Siemens: Providing the First Industrial 5G Router
Across a number of industry sectors, there’s a growing need for both local wireless connectivity and remote access to machines and plants. In both of these cases, communication is, more often than not, over a long distance. Public wireless data networks can be used to enable this connectivity, both nationally and internationally, which makes the new 5G network mainframe an absolutely vital element of remote access and remote servicing solutions as we move into the interconnected age.
Siemens Enables 5G IIoT
The eagerly awaited Scalance MUM856-1, Siemens’ very first industrial 5G router, is officially available to organisations. The device has the ability to connect all local industrial applications to the public 5G, 4G (LTE), and 3G (UMTS) mobile wireless networks ─ allowing companies to embrace the long-awaited Industrial Internet of Things (IIoT).
The router can be used to remotely monitor and service plants, machines, as well as control elements and other industrial devices via a public 5G network ─ flexibly and with high data rates. Something that has been in incredibly high demand after being teased by the leading network providers for years.
Scalance MUM856-1 at a Glance
- Scalance MUM856-1 connects local industrial applications to public 5G, 4G, and 3G mobile wireless networks
- The router supports future-oriented applications such as remote access via public 5G networks or the connection of mobile devices such as automated guided vehicles in industry
- A robust version in IP65 housing for use outside the control cabinet
- Prototypes of Siemens 5G infrastructure for private networks already in use at several sites
“To ensure the powerful connection of Ethernet-based subnetworks and automation devices, the Scalance MUM856-1 supports Release 15 of the 5G standard.
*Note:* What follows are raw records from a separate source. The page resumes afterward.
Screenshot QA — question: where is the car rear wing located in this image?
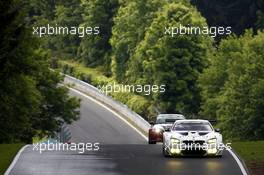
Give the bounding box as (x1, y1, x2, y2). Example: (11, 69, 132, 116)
(208, 119, 217, 125)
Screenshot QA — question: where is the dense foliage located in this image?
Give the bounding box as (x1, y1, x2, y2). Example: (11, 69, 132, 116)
(199, 31, 264, 140)
(110, 0, 166, 81)
(1, 0, 264, 140)
(78, 0, 118, 69)
(29, 0, 83, 58)
(0, 0, 79, 143)
(127, 2, 213, 115)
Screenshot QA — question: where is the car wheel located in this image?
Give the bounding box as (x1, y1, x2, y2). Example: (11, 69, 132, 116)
(162, 146, 170, 157)
(148, 139, 156, 144)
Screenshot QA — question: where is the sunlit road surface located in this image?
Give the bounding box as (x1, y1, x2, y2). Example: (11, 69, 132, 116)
(8, 89, 245, 175)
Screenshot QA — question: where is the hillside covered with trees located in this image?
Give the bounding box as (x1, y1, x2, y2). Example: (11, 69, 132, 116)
(30, 0, 264, 140)
(1, 0, 264, 142)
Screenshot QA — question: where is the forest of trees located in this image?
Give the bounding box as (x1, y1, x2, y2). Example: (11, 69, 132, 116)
(1, 0, 264, 142)
(0, 0, 80, 143)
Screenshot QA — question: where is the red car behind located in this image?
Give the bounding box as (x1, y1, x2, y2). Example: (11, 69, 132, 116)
(148, 114, 185, 144)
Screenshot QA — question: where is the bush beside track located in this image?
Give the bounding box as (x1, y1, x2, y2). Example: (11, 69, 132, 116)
(56, 59, 153, 121)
The device offers high bandwidths of up to 1000 Mbps for the downlink and up to 500 Mbps for the uplink – providing high data rates for data-intensive applications such as the remote implementation of firmware updates. Thanks to IPv6 support, the devices can also be implemented in modern communication networks.
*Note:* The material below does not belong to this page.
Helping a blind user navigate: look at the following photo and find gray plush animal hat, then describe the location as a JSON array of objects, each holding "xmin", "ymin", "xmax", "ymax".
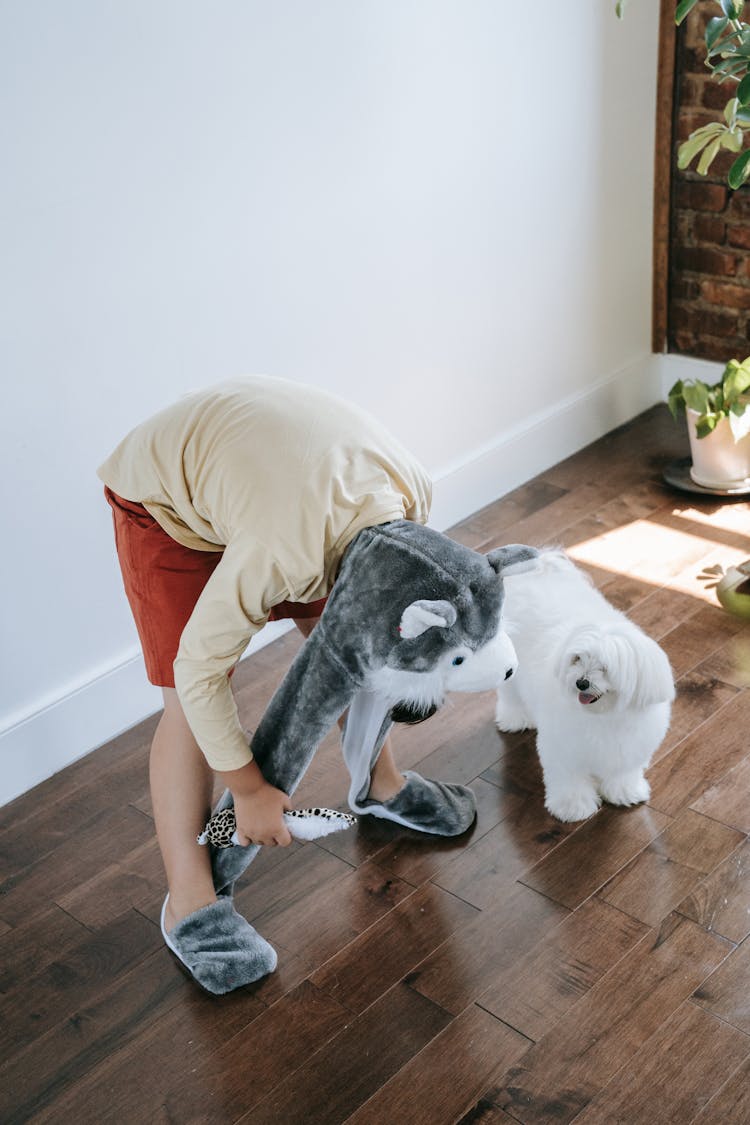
[{"xmin": 212, "ymin": 520, "xmax": 538, "ymax": 891}]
Various security functions are included to monitor data traffic and protect against unauthorised access: for example, an integrated firewall and authentication of communication devices and encryption of data transmission via VPN. If there is no available 5G network, the device switches automatically to 4G or 3G networks. The first release version of the router has an EU radio license; other versions with different licenses are in preparation. With the Sinema Remote Connect management platform for VPN connections, users can access remote plants or machines easily and securely – even if they are integrated in other networks. The software also offers easy management and autoconfiguration of the devices,” Siemens said.
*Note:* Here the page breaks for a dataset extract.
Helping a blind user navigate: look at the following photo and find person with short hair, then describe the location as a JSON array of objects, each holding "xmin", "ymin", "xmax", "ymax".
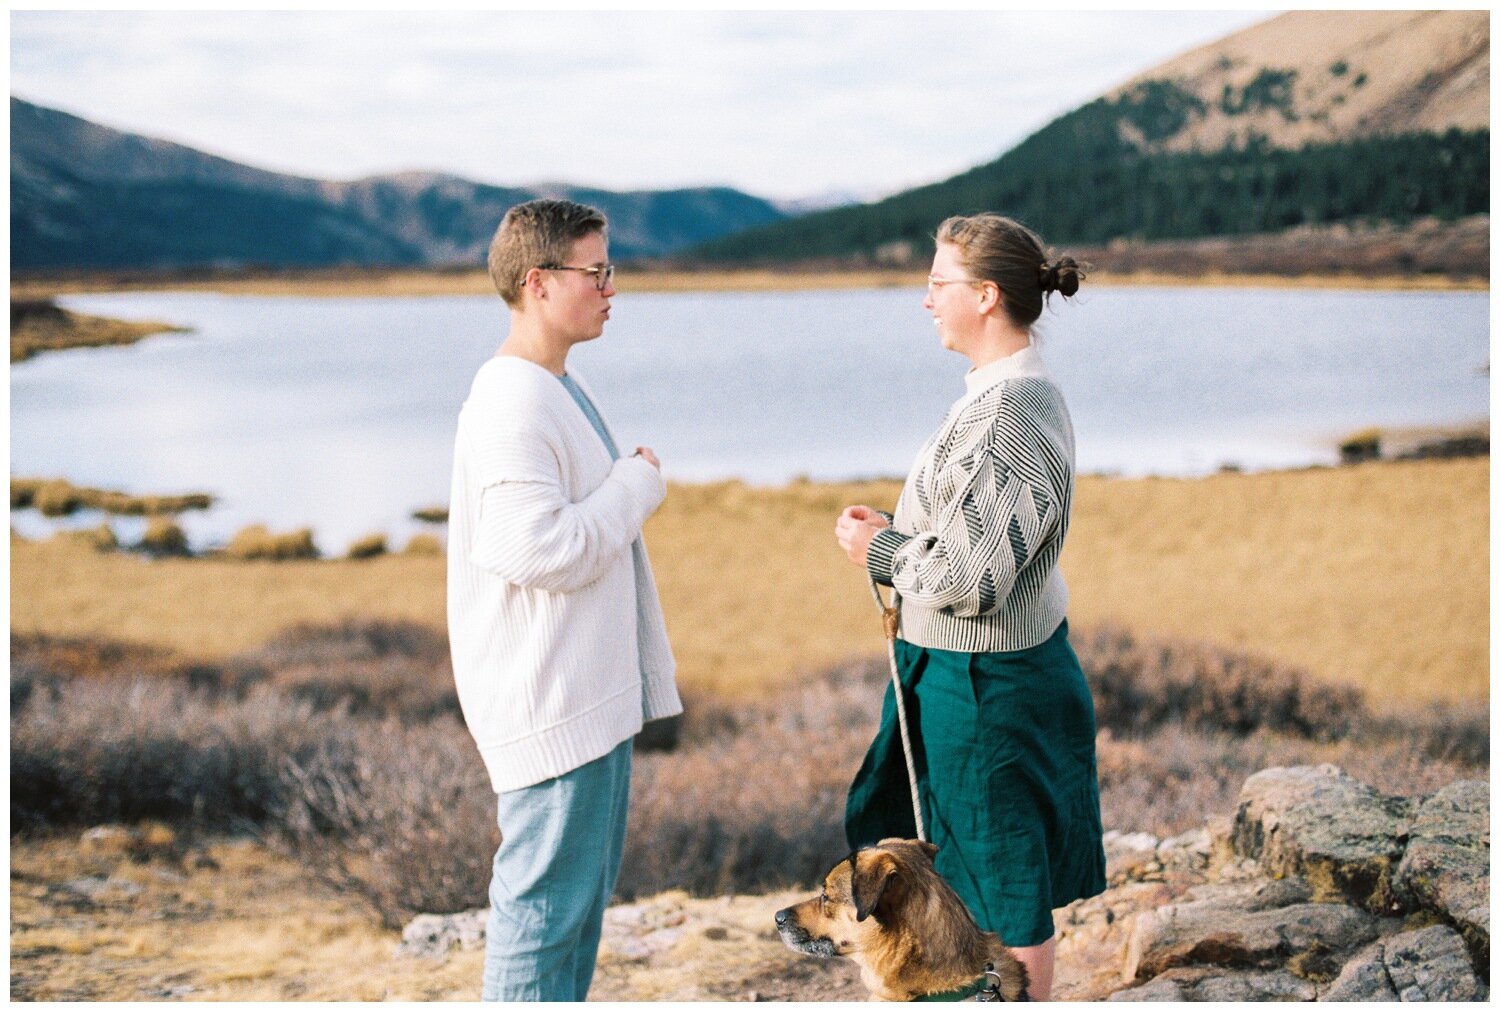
[
  {"xmin": 835, "ymin": 213, "xmax": 1105, "ymax": 1001},
  {"xmin": 448, "ymin": 198, "xmax": 681, "ymax": 1001}
]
Preparing for a 5G-oriented Future
Siemens has announced that the new router can also be integrated into private 5G networks. This means that the Scalance MUM856-1 is, essentially, future-proofed when it comes to 5G adaptability; it supports future-oriented applications, including ‘mobile robots in manufacturing, autonomous vehicles in logistics or augmented reality applications for service technicians.’
And, for use on sites where conditions are a little harsher, Siemens has given the router robust IP65 housing ─ it’s “dust tight”, waterproof, and immersion-proofed.
The first release version of the router has an EU radio license; other versions with different licenses are in preparation. “With the Sinema Remote Connect management platform for VPN connections, users can access remote plants or machines easily and securely – even if they are integrated in other networks. The software also offers easy management and auto-configuration of the devices,” Siemens added.